The compulsion always to have to prove oneself is one of the most prominent and easily identifiable traits of underearners. It becomes evident when, even after years of having demonstrated competence or excellence in a job or business, the underearner feels as though it’s still Day 1, and he or she has to do everything within their power to re-prove value and worth.
Underearners generally have a fraught relationship with money, and many of them will claim, when money eludes them, that money doesn’t really interest them anyway. In fact, underearners are preoccupied to the point of obsession with money, not because they’re materialistic, but because money is a constant source of anxiety, pain, and conflict for them.
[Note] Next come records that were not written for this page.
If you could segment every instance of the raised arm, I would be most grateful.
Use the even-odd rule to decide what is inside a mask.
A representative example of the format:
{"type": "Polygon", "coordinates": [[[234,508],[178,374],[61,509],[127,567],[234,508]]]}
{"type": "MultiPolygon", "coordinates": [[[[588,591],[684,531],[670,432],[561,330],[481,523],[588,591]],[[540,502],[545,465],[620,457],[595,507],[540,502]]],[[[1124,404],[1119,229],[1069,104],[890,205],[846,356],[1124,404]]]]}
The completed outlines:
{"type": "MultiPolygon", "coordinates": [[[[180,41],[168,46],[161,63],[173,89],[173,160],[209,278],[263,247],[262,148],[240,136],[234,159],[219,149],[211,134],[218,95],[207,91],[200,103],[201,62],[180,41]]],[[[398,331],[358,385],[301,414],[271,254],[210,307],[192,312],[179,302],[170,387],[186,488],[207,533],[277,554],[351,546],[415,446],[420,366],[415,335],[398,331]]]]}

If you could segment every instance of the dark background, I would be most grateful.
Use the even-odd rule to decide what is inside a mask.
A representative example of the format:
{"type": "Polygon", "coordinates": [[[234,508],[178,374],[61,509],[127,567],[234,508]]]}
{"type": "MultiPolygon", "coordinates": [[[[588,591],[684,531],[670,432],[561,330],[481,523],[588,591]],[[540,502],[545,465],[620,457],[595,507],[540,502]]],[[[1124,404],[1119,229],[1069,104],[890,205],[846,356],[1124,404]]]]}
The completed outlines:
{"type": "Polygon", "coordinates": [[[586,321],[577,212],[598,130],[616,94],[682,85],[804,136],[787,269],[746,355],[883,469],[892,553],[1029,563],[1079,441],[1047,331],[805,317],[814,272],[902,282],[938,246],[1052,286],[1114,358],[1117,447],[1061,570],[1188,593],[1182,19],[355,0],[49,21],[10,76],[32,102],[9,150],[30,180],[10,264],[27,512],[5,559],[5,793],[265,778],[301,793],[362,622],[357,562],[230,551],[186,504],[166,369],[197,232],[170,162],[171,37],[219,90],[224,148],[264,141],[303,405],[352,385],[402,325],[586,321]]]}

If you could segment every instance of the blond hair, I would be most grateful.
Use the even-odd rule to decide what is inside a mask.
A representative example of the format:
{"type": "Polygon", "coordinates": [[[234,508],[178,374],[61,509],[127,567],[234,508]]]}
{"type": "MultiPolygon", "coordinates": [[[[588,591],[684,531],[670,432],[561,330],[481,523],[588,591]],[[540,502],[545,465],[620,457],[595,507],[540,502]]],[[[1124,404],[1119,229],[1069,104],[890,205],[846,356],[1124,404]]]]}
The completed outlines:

Since they have never managed to get compensated in a way that reflects their actual value, they secretly feel as though money is something they don’t really understand or that doesn’t understand them. They fail to recognize that money is just a cipher of the value they refuse to accord to themselves, and it becomes yet another stick to beat themselves with, rather than worldly confirmation of their worth and a means to satisfy their other pleasures and desires.
Since underearners have a tendency to put the needs of everyone else in their lives before their own, they often find themselves in co-dependent relationships that do nothing to increase their personal sense of value. Rather than getting what they want or desire out of a relationship, underearners who gratify the needs of others first tell themselves that what they are doing is noble and generous. And while there’s nothing wrong with generosity, underearners go too far, devoting themselves to others without reciprocity. This is often followed by feelings of having been used or exploited, as well as resentment and lack of productivity.
If, having read these 7 traits of underearners, you think you may be one, don’t despair. Not only can you work through these issues on your own, but there is a support organization that specializes in ameliorating the plight of the undearner called UA or “Underearners Anonymous.”